2. Materials and Methods

2.1. Cell Lines and Culture Conditions

Human microglia C20 cells [28] were grown in Dulbecco’s Modified Eagle’s Medium/Nutrient Mixture F-12 Ham (Sigma Aldrich, Taufkirchen, Germany), supplemented with 10% fetal calf serum (FCS), 2 mM L-glutamine, 10,000 U/mL penicillin-streptomycin at 37 °C, humidified air and 5% CO₂ and medium was changed three times a week.

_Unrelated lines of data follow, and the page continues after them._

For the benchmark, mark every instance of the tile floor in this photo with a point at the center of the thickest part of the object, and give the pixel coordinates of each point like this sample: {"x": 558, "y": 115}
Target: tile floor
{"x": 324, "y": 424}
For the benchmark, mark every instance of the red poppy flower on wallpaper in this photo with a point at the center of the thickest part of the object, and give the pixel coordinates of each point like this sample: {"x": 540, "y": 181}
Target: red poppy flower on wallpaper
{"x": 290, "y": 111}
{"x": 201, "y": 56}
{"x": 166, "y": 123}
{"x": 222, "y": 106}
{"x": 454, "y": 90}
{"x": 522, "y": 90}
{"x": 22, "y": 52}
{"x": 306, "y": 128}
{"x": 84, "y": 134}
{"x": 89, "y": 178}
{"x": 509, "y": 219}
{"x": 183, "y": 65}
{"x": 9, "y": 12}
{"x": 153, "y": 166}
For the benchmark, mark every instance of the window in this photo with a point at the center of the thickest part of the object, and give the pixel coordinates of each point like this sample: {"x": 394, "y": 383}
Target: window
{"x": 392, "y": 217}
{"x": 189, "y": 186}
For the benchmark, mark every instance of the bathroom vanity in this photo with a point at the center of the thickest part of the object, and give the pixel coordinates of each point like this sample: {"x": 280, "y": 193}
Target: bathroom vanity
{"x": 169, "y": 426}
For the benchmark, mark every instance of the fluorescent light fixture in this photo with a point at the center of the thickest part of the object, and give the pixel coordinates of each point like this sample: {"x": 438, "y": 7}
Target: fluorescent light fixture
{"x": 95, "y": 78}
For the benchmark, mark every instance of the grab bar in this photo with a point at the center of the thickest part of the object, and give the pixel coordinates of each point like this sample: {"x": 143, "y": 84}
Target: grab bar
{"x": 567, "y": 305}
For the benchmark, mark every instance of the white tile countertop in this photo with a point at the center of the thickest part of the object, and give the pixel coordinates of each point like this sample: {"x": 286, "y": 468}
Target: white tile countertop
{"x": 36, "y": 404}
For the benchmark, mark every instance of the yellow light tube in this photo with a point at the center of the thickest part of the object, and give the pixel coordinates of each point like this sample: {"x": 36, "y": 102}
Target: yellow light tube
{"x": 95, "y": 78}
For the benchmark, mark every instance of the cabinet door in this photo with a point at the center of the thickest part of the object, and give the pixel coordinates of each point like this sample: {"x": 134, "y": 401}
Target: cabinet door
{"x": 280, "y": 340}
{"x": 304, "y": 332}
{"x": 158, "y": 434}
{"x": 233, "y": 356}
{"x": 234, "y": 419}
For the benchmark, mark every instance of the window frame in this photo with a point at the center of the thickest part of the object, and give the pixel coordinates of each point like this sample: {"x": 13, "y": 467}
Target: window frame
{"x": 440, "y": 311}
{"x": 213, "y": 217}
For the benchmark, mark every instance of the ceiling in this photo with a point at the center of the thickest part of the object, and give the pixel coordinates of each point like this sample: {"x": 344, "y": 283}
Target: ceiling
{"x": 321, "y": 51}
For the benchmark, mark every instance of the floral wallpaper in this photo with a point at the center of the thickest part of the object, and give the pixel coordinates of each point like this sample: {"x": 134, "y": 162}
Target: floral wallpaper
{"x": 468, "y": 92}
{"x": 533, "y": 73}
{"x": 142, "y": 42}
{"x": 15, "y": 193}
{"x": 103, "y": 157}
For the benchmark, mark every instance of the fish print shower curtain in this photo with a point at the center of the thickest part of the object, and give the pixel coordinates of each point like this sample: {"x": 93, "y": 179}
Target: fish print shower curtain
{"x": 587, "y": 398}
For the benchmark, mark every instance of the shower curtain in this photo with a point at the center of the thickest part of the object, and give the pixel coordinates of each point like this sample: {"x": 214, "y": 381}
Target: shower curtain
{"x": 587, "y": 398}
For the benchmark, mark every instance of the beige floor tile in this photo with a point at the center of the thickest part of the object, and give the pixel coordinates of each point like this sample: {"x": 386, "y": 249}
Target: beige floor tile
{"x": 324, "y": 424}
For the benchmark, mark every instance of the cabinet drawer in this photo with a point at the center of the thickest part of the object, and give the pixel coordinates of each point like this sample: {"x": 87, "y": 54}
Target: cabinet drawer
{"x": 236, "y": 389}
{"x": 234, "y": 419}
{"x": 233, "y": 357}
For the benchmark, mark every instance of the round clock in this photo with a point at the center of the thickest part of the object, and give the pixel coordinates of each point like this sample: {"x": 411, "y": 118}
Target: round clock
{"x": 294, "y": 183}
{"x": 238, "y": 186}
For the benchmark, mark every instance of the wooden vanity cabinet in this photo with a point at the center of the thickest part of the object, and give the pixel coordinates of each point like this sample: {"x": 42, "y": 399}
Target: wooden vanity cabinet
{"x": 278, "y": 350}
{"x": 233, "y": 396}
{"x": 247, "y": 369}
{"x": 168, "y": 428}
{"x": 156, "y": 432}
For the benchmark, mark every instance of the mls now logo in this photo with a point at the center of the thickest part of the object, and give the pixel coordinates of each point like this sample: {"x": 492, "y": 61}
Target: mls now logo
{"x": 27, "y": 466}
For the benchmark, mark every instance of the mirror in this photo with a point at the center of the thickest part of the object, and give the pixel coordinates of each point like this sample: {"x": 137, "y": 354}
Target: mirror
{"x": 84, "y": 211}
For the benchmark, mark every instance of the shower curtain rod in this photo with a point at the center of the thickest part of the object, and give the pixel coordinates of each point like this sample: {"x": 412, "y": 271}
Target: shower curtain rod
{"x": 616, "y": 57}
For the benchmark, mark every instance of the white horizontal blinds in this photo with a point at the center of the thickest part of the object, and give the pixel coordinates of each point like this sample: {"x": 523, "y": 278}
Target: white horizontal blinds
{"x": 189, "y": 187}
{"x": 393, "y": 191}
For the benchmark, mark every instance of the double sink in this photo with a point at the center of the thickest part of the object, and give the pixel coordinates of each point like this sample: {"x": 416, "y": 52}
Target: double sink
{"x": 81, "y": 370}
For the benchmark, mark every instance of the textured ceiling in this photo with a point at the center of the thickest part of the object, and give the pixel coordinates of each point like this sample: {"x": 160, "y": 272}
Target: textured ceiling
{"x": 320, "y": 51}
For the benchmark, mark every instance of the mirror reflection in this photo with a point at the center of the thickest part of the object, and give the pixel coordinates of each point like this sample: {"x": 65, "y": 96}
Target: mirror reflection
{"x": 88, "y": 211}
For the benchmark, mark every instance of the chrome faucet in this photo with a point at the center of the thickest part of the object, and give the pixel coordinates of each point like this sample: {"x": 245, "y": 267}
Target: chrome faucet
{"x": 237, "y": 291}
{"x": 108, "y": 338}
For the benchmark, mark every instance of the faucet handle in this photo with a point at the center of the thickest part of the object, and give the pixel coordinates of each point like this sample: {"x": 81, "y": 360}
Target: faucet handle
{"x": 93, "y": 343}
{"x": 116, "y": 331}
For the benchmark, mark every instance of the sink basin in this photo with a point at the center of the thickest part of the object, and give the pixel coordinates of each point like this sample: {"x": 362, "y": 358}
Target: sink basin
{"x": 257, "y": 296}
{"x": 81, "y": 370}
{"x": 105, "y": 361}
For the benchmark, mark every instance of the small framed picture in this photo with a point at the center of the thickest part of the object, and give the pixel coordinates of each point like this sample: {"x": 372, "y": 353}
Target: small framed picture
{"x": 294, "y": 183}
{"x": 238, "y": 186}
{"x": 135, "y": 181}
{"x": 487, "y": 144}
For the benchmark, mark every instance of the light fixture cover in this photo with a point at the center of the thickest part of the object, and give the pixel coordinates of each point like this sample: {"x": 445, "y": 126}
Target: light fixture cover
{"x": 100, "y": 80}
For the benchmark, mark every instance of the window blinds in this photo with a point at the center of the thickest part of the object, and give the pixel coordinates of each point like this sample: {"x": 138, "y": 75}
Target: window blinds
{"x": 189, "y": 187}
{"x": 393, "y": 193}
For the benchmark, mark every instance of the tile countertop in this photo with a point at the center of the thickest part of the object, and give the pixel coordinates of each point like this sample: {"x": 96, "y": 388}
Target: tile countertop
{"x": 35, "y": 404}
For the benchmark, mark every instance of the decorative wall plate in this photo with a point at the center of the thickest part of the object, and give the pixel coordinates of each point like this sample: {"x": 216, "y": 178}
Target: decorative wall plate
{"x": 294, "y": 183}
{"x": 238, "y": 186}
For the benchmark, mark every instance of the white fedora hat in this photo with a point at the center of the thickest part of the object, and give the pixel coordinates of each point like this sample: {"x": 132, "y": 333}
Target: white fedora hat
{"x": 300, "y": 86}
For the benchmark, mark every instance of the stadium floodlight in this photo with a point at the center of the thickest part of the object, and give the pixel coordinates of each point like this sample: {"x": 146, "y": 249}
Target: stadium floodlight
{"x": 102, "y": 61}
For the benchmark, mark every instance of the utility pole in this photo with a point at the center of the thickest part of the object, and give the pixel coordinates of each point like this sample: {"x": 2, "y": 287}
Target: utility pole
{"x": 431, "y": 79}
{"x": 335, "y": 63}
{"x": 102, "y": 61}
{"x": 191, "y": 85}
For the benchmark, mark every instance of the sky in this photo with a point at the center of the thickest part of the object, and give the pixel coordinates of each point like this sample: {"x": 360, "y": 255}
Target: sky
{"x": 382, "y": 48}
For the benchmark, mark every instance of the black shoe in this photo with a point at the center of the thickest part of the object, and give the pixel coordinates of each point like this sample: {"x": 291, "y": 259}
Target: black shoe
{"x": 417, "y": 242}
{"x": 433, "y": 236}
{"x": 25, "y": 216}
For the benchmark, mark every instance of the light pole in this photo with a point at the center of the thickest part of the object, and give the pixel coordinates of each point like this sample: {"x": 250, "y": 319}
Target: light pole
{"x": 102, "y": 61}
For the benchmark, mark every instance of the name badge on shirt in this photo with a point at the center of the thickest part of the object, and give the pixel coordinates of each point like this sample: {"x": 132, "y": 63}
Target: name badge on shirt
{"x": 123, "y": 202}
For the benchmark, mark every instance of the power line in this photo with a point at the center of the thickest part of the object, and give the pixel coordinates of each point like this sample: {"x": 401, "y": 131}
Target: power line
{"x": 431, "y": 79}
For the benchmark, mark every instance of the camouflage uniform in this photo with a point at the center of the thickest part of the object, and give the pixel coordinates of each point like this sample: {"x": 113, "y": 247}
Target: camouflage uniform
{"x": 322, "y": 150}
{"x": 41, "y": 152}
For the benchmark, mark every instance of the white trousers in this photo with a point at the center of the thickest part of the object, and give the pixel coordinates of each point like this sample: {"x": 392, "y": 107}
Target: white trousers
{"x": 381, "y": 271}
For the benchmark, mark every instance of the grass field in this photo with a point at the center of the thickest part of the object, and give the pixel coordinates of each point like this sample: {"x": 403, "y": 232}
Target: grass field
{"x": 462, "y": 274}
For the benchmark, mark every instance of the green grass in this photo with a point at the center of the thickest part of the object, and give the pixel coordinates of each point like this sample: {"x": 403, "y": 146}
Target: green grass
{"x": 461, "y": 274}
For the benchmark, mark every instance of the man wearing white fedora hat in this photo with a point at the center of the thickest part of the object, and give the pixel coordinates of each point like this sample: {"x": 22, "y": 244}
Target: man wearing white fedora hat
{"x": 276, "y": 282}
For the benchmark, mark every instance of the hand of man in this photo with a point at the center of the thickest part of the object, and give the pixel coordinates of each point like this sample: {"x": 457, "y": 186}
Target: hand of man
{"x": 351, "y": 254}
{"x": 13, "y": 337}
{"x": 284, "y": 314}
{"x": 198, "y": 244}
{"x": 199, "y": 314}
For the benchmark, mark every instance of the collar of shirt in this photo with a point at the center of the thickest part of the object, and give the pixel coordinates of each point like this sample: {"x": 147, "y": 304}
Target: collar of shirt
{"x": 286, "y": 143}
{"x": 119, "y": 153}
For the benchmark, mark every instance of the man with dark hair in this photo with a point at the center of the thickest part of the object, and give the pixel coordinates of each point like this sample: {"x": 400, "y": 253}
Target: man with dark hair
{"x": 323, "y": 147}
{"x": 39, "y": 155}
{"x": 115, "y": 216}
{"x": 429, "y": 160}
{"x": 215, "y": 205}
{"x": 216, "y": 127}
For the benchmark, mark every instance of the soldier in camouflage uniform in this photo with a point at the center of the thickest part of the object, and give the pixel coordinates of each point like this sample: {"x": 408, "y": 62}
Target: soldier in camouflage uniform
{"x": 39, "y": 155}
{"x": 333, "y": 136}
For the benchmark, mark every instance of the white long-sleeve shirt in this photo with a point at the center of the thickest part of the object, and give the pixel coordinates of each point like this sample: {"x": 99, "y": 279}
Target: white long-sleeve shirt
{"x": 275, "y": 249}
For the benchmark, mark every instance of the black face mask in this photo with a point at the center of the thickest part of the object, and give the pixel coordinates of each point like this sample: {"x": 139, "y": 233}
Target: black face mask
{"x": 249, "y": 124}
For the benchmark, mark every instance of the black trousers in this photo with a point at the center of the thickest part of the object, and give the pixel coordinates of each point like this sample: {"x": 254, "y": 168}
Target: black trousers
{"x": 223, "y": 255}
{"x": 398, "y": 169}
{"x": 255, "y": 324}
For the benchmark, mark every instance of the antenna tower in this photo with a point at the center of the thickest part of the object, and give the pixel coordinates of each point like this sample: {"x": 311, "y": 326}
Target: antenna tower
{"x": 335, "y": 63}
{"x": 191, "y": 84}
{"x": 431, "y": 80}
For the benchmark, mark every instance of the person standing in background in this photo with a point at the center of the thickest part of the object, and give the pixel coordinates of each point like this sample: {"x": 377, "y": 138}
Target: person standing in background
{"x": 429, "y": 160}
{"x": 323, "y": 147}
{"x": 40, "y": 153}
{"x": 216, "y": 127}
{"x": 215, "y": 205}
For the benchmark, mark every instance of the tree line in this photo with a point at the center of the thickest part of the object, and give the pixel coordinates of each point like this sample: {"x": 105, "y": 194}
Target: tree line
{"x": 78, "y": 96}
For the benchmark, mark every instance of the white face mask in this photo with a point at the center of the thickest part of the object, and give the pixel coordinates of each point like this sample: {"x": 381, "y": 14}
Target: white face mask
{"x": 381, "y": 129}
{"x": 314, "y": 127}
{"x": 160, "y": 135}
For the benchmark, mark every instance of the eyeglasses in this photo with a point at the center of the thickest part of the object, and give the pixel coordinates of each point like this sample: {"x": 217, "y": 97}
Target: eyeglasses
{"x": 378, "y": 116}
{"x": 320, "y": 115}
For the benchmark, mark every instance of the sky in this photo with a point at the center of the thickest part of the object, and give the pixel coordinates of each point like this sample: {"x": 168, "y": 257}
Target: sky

2.2. CRISPR/Cas9-Mediated TSPO Knockout

To inactivate the TSPO gene in C20 cells, the CRISPR-Cas9 system was adapted from [29]. Targeting sequences were designed using the Web-based tool CRISPOR (http://crispor.tefor.net/). Two independent target sequences for the human TSPO gene were used: #116: 5`- TCCCGCTTTGTCCACGGCGAGGG-3`, and #126: 5`- TCCACGGCGAGGGTCTCCGCTGG-3`. The DNA sequences were synthesized (Metabion, Planegg-Martinsried, Germany) and separately cloned into the vector pSpCas9(BB)-2A-GFP. PX458 (a gift from Feng Zhang, Addgene plasmid # 48138, Addgene, Cambridge, USA) drives the expression of the Streptococcus pyogenes Cas9, GFP, and the chimeric guide RNA in mammalian cells. C20 cells were transfected with the recombinant plasmids using jetOptimus (Polyplus, New York, USA). 24 hours after transfection, single GFP-positive cells were sorted by flow cytometry to allow single-colony formation. After 7 days, single clones were collected, and the successful knockout was confirmed by Western blot using anti rabbit TSPO antibody and sequencing of genomic DNA. All experiments were performed in two independent isogenic TSPO-deficient clones and two isogenic control cell lines.

2.3. Western Blotting

Whole cell protein samples were sonicated and boiled in RIPA buffer and total protein was quantified using a micro-BCA colorimetric assay (Pierce, Thermo Fischer Scientific, Dreieich, Germany). Protein samples were separated by SDS-polyacrylamide gel electrophoresis on 15% gels and subsequently transferred onto nitrocellulose membrane (Amersham™ Protran 0.45 NC, GE Healthcare Life Sciences, USA). TSPO and VDAC1 proteins were detected using the rabbit-anti-TSPO (ab109497), and mouse-anti-VDAC1 (ab186321) antibodies, both from Abcam, Cambridge, UK, respectively. Beta 1 tubulin antibody (clone E7, Developmental Studies Hybridoma Bank, Iowa, USA) was used as a loading control. VDAC1 band densities were quantified using ImageJ [30] and normalized to beta 1 tubulin.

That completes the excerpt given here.